The general point made by the structures of these pseudogenes is that each has
evolved independently during the development of the globin gene cluster in each
species. This reinforces the conclusion that the creation of new genes, followed
by their acceptance as functional duplicates, variation to become new functional
genes, or inactivation as pseudogenes, is a continuing process in the gene
cluster. Most gene families have members that are pseudogenes. Usually the
pseudogenes represent a small minority of the total gene number.
The mouse Ψα3 globin gene has an interesting property: it precisely
lacks both introns. Its sequence can be aligned (allowing for accumulated
mutations) with the α-globin mRNA. The apparent
time of inactivation coincides with the original duplication, which suggests
that the original inactivating event was associated with the loss of
introns.
Inactive genomic sequences that resemble the RNA transcript
are called processed pseudogenes. They originate by insertion at some random
site of a product derived from the RNA, following a retrotransposition event, as
discussed in Retroviruses and retroposons . Their characteristic features are
summarized in Figure 17.19.
If pseudogenes are evolutionary dead ends, simply an
unwanted accompaniment to the rearrangement of functional genes, why are they
still present in the genome? Do they fulfill any function or are they entirely
without purpose, in which case there should be no selective pressure for their
retention?
We should remember that we see those genes that have
survived in present populations. In past times, any number of other pseudogenes
may have been eliminated.
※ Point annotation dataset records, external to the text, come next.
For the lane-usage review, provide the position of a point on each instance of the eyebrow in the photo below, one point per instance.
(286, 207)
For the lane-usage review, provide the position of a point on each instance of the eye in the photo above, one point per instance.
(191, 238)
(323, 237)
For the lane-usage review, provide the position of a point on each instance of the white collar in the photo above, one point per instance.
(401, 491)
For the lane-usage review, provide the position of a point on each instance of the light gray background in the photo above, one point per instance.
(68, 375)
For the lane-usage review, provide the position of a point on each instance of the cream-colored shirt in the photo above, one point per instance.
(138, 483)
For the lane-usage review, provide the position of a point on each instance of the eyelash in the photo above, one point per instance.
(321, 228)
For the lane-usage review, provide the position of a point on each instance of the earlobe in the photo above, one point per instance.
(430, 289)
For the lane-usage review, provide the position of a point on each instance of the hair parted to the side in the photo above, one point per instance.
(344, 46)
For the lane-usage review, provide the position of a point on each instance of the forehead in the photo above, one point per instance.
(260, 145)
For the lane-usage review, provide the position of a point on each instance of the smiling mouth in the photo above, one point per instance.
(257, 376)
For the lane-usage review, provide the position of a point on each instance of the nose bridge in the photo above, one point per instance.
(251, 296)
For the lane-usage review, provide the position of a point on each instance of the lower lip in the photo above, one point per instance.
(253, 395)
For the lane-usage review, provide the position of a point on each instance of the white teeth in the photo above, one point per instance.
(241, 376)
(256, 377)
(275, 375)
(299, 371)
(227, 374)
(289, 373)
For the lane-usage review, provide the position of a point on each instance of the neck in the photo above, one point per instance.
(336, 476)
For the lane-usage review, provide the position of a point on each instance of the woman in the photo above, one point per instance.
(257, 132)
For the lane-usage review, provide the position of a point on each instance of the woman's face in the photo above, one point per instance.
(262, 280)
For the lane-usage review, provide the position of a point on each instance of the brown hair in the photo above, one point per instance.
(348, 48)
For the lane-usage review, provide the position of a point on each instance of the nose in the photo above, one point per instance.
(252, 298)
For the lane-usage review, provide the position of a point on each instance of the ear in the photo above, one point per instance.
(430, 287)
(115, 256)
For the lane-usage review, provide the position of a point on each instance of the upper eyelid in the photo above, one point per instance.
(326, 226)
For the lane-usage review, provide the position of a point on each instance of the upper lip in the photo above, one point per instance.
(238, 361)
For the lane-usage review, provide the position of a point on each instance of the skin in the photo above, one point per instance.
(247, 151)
This elimination could occur by deletion of the
sequence as a sudden event or by the accretion of mutations to the point where
the pseudogene can no longer be recognized as a member of its original sequence
family (probably the ultimate fate of any pseudogene that is not suddenly
eliminated).
Even relics of evolution can be duplicated. In the β-globin genes of the goat, there are three adult
species, βA , βB ,
and βC (see Figure 4.5).
Each of these has a pseudogene a few kb upstream of it. The pseudogenes are
better related to each other than to the adult β-globin genes; in particular, they share several
inactivating mutations. Also, the adult β-globin
genes are better related to each other than to the pseudogenes. This implies
that an original Ψβ-β structure was itself
duplicated, giving functional β genes (which
diverged further) and two nonfunctional genes (which diverged into the current
pseudogenes).
The mechanisms responsible for gene duplication,
deletion, and rearrangement act on all sequences that are recognized as members
of the cluster, whether or not they are functional. It is left to selection
to discriminate among the products.
By definition, pseudogenes do not code for proteins, and
usually they have no function at all, but in at least one exceptional case, a
pseudogene has a regulatory function. Transcription of a pseudogene inhibits
degradation of the mRNA produced by its homologous active gene (Hirotsune et al., 2003). Probably there is a protein
responsible for this degradation that binds a specific sequence in the mRNA. If
this sequence is also present in the RNA transcribed from the pseudogene, the
effect of the protein will be diluted when the pseudogene is transcribed. It is not clear how common such effects may be, but as
a general rule, we might expect dilution effects of this type to be possible
whenever pseudogenes are transcribed.